L.A. restaurants and diners rallied together over the last 48 hours to support Alma, after owners Ari Taymor and Ashleigh Parsons started an IndieGoGo campaign and announced they needed $40,000 to keep the downtown restaurant from closing. Taymor went on the record in a very candid interview with Grub Street about the financial woes the restaurant has experienced since last year, when they were sued by a former adviser, who they say is “extremely rich and well-connected in the Hollywood community” and who will not stop until the business is bankrupt. The campaign highlights a lot of complex issues at play in L.A.'s cutthroat restaurant industry, many of which also came up when Starry Kitchen requested $500,000 through a Kickstarter campaign in January. How can a place that's critically successful still fail financially? Can a chef's dream restaurant survive in the real world? Will crowdfunding save a restaurant from closing? So far, Alma's IndieGoGo has raised $21,000 and counting.
Yahoo News, of all places, became the first media to report from the research-and-development frontlines of LocoL, the new fast-food project from chefs Roy Choi and Daniel Patterson.

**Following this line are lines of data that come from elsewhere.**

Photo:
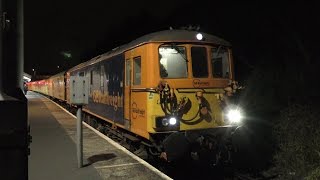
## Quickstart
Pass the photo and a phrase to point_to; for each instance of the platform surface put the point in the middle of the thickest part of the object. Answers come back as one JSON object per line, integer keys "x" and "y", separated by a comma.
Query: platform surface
{"x": 53, "y": 149}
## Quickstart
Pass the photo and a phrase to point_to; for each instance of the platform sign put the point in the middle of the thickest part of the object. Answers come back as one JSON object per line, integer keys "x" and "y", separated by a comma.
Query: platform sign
{"x": 79, "y": 90}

The writer was given unprecedented access to their Bay Area test kitchen (aka Patterson's restaurant Coi) where he got some of the first bites of the burgers LocoL plans to serve when it opens in Watts and the Tenderloin district of San Francisco within the year. “This isn’t just the best veggie burger I’ve ever tasted. It’s one of the best burgers, period,” writer Andrew Romano fawns. The peek inside the concept — which aims to make chef-quality food at McDonald's prices — also revealed the menu will include “Burgs” for $4, “Foldies” for $2, “Bowls” for $6 and mix-and-match “Yotchays” for 99 cents per item.
Burger King in Japan is releasing another solid-color burger that defies the physical properties of food as we know it. Last year it served up an all-black goth burger, and now comes the announcement of an all-red demon burger, made by adding tomato powder to the buns and cheese. The burger is actually being called the Samurai Burger and will be served with a chicken patty instead of a regular hamburger patty. The black burger also received an improvement: It's now topped with deep fried eggplant.

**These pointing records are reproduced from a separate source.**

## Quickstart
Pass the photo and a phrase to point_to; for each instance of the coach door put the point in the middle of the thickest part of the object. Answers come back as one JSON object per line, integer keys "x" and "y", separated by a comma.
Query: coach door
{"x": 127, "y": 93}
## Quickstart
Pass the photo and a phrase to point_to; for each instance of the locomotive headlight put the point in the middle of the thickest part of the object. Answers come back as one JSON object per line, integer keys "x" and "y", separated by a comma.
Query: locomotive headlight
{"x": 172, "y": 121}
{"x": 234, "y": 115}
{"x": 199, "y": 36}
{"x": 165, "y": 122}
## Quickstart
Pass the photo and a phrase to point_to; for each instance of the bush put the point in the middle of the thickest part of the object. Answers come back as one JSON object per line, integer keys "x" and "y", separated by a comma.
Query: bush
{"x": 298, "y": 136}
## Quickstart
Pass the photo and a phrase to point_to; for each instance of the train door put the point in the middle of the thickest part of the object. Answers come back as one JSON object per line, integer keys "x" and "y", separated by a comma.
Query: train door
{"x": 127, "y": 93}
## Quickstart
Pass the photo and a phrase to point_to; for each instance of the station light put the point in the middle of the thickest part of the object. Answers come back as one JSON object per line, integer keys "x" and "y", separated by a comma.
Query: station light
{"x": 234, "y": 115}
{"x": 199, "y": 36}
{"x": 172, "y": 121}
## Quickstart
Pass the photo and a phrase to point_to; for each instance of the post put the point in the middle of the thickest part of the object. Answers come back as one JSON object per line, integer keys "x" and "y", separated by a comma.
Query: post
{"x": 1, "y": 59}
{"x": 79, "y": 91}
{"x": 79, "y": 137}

In L.A. restaurant change-ups: Barnyard in Venice reopened but is already out of an executive chef; Canadian poutine-obsessed chain Smoke’s Poutinerie is now open in Hollywood; Starbucks is closing all of its La Boulange stores, including the massive one it built from the ground up on La Brea; and two Father's Office alums are opening a gastropub called the Bellwether in Studio City.
Tweets o' the Week:
Kind of skipped lunch today and now I'm regretting it. How do you beautiful people do it?
— Zach Brooks (@midtownlunchLA) June 15
Went to Applebee's for the first time in my life last night. That is all for right now.
— Helen Hollyman (@HHOLLYMAN) June 17 2015
Events:
Saturday, June 20: L.A. Brewers Beer Week Kickoff Festival
The seventh annual L.A. Beer Week kicks off this weekend with an epic beer fest at Exposition Park featuring all 30-plus members of the L.A. Brewers Guild and then some. Can't make it to the kickoff fest? No worries, there are nine more days ahead to celebrate local beer. Check out our event picks for the rest of L.A. Beer Week here.
Monday, June 22: Field Recordings Winemaker Dinner
Ledlow hosts an evening with Field Recordings winemaker Andrew Jones. Chef Josef Centeno will prepare a five-course dinner, paired with Jones' select Paso Robles wines, including an exclusive reserve California port.
Thursday, June 25: Tanzy Farmers Market Dinner
Tanzy in Westwood is showing off its love for local meat and vegetables with a four-course dinner that highlights the summer farmers market bounty. Teaming up with Napa Valley vineyard Trefethen, chef Bryan Podgorski is creating a prix fixe menu that includes English pea soup, burrata salad, crispy skin duck breast and cheesecake “souffle.”